They paddled on in silence till they came to the lasher. Together they hauled the punt over the rollers—there was no one about. When it had taken the water on the other side, Jehane stepped in quickly; while his hands and thoughts were unoccupied, she was afraid to be near him. He stood on the bank, holding the rope to keep the punt from drifting; his head was flung back and he did not stir. Through the network of branches moonlight drifted, making willows, gnarled and twisted, and water, rushing foam-streaked from the lasher, eerie and fantastic. He was thinking of Nan and the meaning of her crying.

“Miss Usk, it was very brave of you to speak out.”

She laughed perversely; she was so afraid of revealing her emotion. “You must have queer notions about me. I’ve been terribly unconventional.”

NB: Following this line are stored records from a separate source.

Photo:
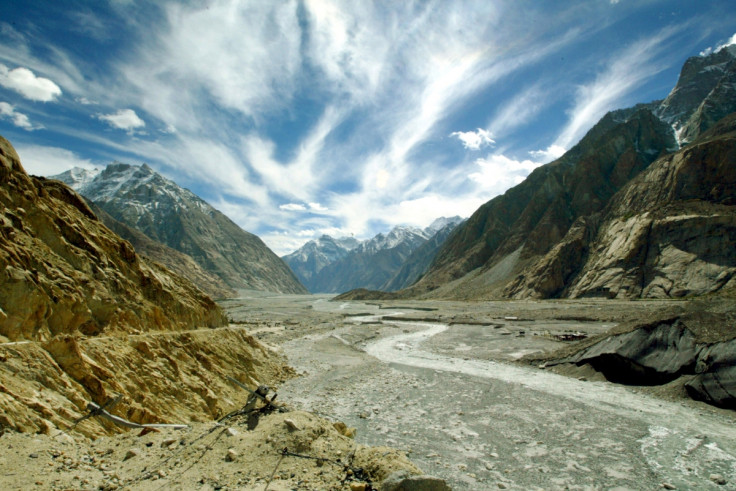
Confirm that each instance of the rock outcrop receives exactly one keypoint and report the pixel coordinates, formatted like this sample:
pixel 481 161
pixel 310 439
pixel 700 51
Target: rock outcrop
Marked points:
pixel 670 232
pixel 664 350
pixel 386 262
pixel 167 213
pixel 643 206
pixel 63 272
pixel 173 377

They drifted down stream through Mesopotamia, pursued by the sandal-footed silence. When Barrington spoke to her now, it was as though there lay between them a secret understanding. What that understanding was she scarcely dared to conjecture. Here, alone with him in the moon-lit faery-land of shadows, she was supremely at peace with herself.

At Magdalen Bridge they tethered the punt; it was too late to return to the barges.

Outside her father’s house they halted. Through the window they could see the high-domed forehead of the Professor, as he sat with his reading-lamp at his elbow.

“You’ll come in? You had some business with father that brought you down from London?”

“But it’s late. If you don’t mind, I’d prefer to see him to-morrow.”

“Are you staying for long in Oxford?”

“I hadn’t intended.”

“But you may?”

“I may. It all depends.”

“Good-by then—till to-morrow.”

Professor Usk sank his head as she entered, that he might gaze at her above his spectacles. “Home again, daughter? Been on the river with Nan, they tell me! It’s late for girls to be out by themselves.”

She answered hurriedly. “Mr. Barrington was with us.”

“Ah, Barrington! Nice fellow! Did he say anything about my book?”

She was on tenterhooks to be by herself. “He’ll call tomorrow.”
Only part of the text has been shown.